Financement de l’assurance maladie 2010

Financer l'assurance maladie
Assurance santé: la réforme serait-elle impossible? Avec un déficit prévu à plus de 15 milliards d'euros pour 2010, l'assurance maladie reste au centre des préoccupations gouvernementales. Pourtant, la hausse continue des dépenses de santé se stabilise à un peu plus de 3% par an, s'approchant ainsi des objectifs du parlement. Mais les finances de la France sont exsangues et la croissance économique en berne ne peut pas absorbée cette hausse.

Il n'y a donc que 3 pistes possibles pour résoudre la quadrature du cercle du financement de l'assurance santé:

  • une hausse des cotisations ou des taxes,
  • une baisse des remboursements de santé,
  • un transfert vers les mutuelles santé.
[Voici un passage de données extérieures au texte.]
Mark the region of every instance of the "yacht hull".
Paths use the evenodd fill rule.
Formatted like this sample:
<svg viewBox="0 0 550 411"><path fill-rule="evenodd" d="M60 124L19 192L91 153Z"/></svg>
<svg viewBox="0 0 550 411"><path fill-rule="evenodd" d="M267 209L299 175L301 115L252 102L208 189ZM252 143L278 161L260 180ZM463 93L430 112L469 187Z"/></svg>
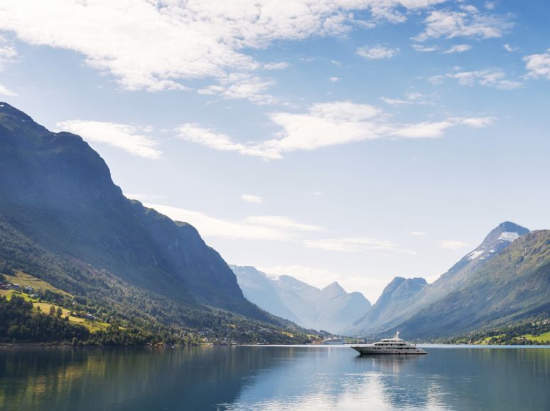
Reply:
<svg viewBox="0 0 550 411"><path fill-rule="evenodd" d="M427 354L422 348L402 349L402 348L384 348L379 349L375 347L367 346L353 346L352 348L355 350L362 356L383 356L383 355L397 355L397 356L418 356Z"/></svg>

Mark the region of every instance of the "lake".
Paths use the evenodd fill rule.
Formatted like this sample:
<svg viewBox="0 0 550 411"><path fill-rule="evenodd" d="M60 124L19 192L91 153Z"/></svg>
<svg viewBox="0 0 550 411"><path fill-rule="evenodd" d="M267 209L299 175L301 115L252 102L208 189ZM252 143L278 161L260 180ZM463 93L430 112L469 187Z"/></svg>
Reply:
<svg viewBox="0 0 550 411"><path fill-rule="evenodd" d="M0 348L0 410L550 410L550 348Z"/></svg>

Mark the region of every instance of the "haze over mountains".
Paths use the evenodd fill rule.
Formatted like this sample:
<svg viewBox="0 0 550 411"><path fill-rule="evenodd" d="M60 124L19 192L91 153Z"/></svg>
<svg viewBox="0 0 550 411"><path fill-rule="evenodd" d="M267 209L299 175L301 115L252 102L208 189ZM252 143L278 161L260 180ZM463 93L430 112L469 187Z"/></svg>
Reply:
<svg viewBox="0 0 550 411"><path fill-rule="evenodd" d="M511 222L433 284L394 278L372 307L337 282L232 268L192 225L125 198L82 138L0 103L0 273L41 278L113 323L290 343L309 340L290 321L428 338L550 314L550 230Z"/></svg>
<svg viewBox="0 0 550 411"><path fill-rule="evenodd" d="M340 333L370 308L363 294L347 293L336 282L320 289L289 275L273 277L253 267L230 267L246 298L307 329Z"/></svg>

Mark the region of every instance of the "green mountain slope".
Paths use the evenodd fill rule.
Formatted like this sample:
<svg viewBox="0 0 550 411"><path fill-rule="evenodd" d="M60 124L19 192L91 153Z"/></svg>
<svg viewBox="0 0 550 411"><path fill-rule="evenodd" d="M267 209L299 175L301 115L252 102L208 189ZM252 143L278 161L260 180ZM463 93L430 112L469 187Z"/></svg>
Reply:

Le transfert vers les mutuelles santé

La hausse des cotisations semble exclue: la France est le pays le plus imposé de la planète et le niveau de prélèvements est en parti responsable de nos faiblesses économiques. Le gouvernement l'a confirmé, il n'y aura pas de hausse de la fiscalité, y compris pour financer les dépenses de l'assurance santé.

La baisse des remboursements, prosaïquement appelée maitrise des dépenses de santé génère de tels conflits politiques et sociaux qu'aucun gouvernement n'osera s'y attaquer de front. Cela restera un vœux pieux et une tendance très long terme. Rien à attendre de ce coté ci.

Reste donc le transfert vers les mutuelles complémentaires. Personne n'ose le dire, mais c'est déjà un fait. L'optique et le dentaire sont devenus des prestations essentiellement remboursées par les mutuelles. Le déremboursement des médicaments partiellement compensé par les complémentaires santé est emblématique de la tendance.
L'objectif non affiché est de conserver dans le domaine du service public l'hospitalisation, les maladies graves et les soins lourds et de transférer aux mutuelles complémentaires les soins de ville.
Les derniers discours des membres du gouvernement sur l'ouverture des débats concernant la réforme de l'assurance santé laissent peu de doute.

Dans ce contexte, la hausse continue des tarifs de mutuelle santé n'est pas prête de s'arrêter.